Here is my solution to the Chunky monkey problem.

function chunkArrayInGroups(arr, size) {

var twoDArray=[];
var arrayLength=arr.length;
//this variable calculates number of groupings less the
//left over that will end up in 2D array.
var numOfGroupings=Math.floor(arrayLength/size);
//size of left over end of array
var remainder=arrayLength%size;

//if there is a left over remainder at the end of the array
if(remainder > 0){
twoDArray.unshift(arr.splice(-remainder,remainder));
}

for(var i=0;i<numOfGroupings;i++){
twoDArray.unshift(arr.splice(-size,size));
}
return twoDArray;
}

This code works but I am interested in how to eliminate the need for dealing with the left over
end of the array. This way the program would be simplified to a for loop with one command. Any help/ideas would be appreciated. Thank you.


#2

What I did was first determine how many total groups I need.
The FCC lessons introduced the Math.floor() function that rounds down to the nearest whole number.
Common sense would dictate that hopefully the developers created an equivalent function that rounds up.
So I searched for Javascript Math Object functions
And found: Math.ceil().

Once I have the total # of groups needed, then I implemented a nested for loop. First looping through the total number of groups to create, and then looping through each group creating the arrays with the passed parameter number of items in each array.

Instead of using the hinted push() function, I used shift() instead to build the arrays from the beginning. The 2nd nested loop will end when the last element of the original array has been removed.
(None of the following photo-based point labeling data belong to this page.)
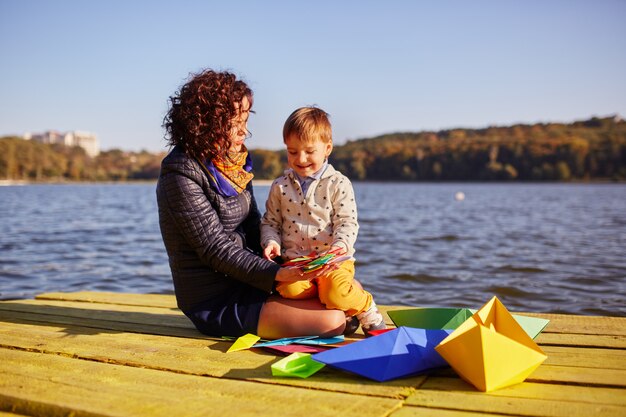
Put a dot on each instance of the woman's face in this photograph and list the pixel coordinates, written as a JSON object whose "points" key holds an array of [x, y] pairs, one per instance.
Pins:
{"points": [[239, 131]]}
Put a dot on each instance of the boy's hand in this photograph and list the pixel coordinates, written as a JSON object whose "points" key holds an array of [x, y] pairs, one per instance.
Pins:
{"points": [[271, 251]]}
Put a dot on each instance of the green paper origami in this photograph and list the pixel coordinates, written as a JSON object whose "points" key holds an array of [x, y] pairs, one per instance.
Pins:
{"points": [[451, 318], [297, 364]]}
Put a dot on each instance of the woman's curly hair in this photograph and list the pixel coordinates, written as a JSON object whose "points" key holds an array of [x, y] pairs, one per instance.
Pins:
{"points": [[201, 113]]}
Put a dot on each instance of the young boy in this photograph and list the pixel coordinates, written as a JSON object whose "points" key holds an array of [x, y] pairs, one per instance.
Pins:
{"points": [[312, 209]]}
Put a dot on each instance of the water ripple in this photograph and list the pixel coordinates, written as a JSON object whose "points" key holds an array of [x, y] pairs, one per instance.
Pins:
{"points": [[539, 247]]}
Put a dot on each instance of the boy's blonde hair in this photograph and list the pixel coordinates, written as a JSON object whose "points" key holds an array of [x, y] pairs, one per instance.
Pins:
{"points": [[308, 124]]}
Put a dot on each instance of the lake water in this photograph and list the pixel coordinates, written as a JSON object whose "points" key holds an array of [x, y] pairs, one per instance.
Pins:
{"points": [[538, 247]]}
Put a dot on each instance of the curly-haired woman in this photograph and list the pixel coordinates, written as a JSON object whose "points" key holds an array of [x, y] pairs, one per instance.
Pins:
{"points": [[210, 221]]}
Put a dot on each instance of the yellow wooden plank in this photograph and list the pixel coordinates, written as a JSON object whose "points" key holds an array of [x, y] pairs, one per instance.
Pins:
{"points": [[579, 375], [569, 323], [525, 399], [529, 390], [587, 340], [9, 414], [40, 384], [585, 357], [146, 300], [559, 323], [412, 411], [105, 312], [99, 325], [190, 356]]}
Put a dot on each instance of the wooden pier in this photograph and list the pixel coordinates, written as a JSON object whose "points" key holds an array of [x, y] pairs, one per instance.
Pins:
{"points": [[112, 354]]}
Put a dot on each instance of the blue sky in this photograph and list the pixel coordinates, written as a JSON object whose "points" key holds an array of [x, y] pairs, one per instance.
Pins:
{"points": [[377, 67]]}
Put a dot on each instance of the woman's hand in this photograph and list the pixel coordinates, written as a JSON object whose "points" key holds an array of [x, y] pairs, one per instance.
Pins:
{"points": [[290, 274], [271, 251]]}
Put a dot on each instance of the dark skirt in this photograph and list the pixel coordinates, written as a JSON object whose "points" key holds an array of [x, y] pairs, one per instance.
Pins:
{"points": [[232, 314]]}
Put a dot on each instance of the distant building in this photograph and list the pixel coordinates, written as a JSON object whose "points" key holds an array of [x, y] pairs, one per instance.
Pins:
{"points": [[87, 141]]}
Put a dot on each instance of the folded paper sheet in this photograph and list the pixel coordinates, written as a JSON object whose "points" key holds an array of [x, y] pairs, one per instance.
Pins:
{"points": [[296, 365], [244, 342], [289, 349], [398, 353], [491, 350], [451, 318]]}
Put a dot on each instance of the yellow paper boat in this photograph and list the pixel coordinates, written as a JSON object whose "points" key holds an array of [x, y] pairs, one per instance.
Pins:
{"points": [[490, 350]]}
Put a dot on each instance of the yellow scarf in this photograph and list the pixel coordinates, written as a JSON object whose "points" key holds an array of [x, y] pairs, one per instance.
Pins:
{"points": [[232, 169]]}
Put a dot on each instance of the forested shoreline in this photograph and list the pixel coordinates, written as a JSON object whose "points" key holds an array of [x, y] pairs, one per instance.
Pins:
{"points": [[593, 149]]}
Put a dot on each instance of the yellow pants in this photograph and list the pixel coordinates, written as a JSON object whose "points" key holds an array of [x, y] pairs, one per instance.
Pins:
{"points": [[336, 290]]}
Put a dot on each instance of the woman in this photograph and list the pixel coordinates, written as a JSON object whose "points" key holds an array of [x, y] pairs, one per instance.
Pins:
{"points": [[210, 221]]}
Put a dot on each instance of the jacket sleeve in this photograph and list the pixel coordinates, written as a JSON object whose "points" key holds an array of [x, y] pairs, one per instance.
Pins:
{"points": [[252, 225], [201, 228], [272, 219], [345, 224]]}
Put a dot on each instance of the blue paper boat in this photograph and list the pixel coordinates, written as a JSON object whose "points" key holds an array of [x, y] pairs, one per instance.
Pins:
{"points": [[395, 354]]}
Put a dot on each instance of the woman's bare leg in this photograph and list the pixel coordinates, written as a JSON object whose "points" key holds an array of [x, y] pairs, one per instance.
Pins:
{"points": [[282, 317]]}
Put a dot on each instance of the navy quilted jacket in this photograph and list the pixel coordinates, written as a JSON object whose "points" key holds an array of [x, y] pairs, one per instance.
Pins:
{"points": [[209, 239]]}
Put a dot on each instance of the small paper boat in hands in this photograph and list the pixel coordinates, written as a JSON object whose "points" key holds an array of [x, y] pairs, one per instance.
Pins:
{"points": [[313, 262]]}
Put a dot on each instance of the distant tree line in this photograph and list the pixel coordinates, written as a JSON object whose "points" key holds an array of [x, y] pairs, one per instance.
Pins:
{"points": [[29, 160], [593, 149]]}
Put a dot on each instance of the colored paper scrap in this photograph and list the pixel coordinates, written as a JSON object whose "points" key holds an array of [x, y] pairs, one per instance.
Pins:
{"points": [[244, 342], [284, 341], [322, 340], [451, 318], [491, 350], [394, 354], [379, 332], [313, 262], [289, 349], [297, 364]]}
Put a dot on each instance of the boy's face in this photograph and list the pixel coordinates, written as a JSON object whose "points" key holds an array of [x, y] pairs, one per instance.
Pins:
{"points": [[306, 158]]}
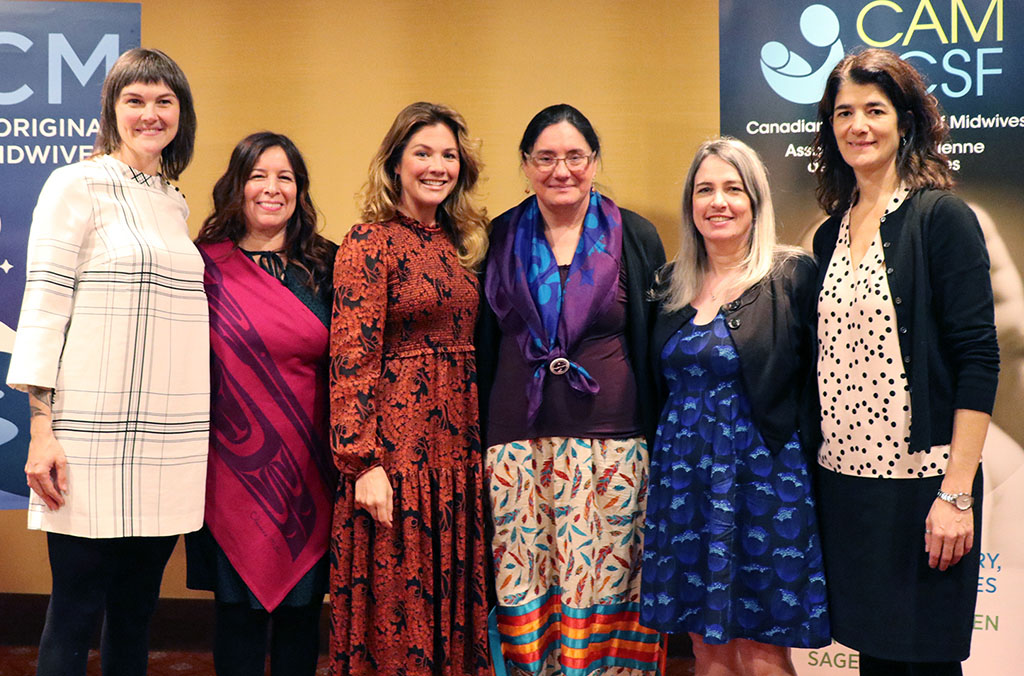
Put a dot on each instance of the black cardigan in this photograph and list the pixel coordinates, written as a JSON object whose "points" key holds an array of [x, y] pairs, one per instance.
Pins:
{"points": [[772, 327], [642, 256], [937, 266]]}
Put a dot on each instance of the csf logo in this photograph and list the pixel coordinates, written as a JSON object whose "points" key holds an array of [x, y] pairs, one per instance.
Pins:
{"points": [[790, 75], [59, 53]]}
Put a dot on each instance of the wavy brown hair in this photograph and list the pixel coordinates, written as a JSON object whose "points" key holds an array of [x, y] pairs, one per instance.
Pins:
{"points": [[303, 246], [459, 214], [148, 67], [919, 163]]}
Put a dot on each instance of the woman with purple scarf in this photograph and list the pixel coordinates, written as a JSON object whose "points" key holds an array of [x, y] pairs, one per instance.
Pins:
{"points": [[269, 486], [566, 411]]}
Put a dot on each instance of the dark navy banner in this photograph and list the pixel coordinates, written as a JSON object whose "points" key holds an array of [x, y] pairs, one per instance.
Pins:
{"points": [[774, 59], [53, 58]]}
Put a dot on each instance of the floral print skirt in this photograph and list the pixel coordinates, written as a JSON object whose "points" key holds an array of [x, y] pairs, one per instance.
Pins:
{"points": [[567, 549]]}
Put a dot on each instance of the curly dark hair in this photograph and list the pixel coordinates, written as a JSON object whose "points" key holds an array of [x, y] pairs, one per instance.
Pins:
{"points": [[919, 163], [303, 246]]}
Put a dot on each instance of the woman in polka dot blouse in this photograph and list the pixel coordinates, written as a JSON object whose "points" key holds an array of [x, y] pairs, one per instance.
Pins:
{"points": [[906, 371]]}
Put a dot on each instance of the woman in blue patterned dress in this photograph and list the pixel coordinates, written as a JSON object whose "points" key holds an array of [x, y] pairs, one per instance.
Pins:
{"points": [[731, 551]]}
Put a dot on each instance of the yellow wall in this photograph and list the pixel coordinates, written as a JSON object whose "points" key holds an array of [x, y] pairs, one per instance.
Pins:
{"points": [[332, 75]]}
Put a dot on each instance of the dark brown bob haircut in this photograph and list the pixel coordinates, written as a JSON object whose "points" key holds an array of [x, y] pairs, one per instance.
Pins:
{"points": [[919, 163], [303, 246], [148, 67]]}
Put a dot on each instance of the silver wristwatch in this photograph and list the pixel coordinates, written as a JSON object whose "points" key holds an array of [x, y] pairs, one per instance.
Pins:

Note that nested for loops are perhaps not ideal best practice for performance. But that was just the easiest way for me to get through the exercise.

function chunkArrayInGroups(arr, size) {
  var result = [];
  var groups = Math.ceil(arr.length/size);
  
  for (var g=0; g<groups; g++) {
    var tArr = [];
    
  	for (var i=0; i<size; i++) {
      if (arr.length > 0) {
	      tArr[i] = arr.shift();
      }
  	}
    result[g] = tArr;
  }
  return result;
}

Also, if it’s not quite clear, the nested loop builds the internal array elements based on the size and once that’s built, then it gets added to the final array as a single item.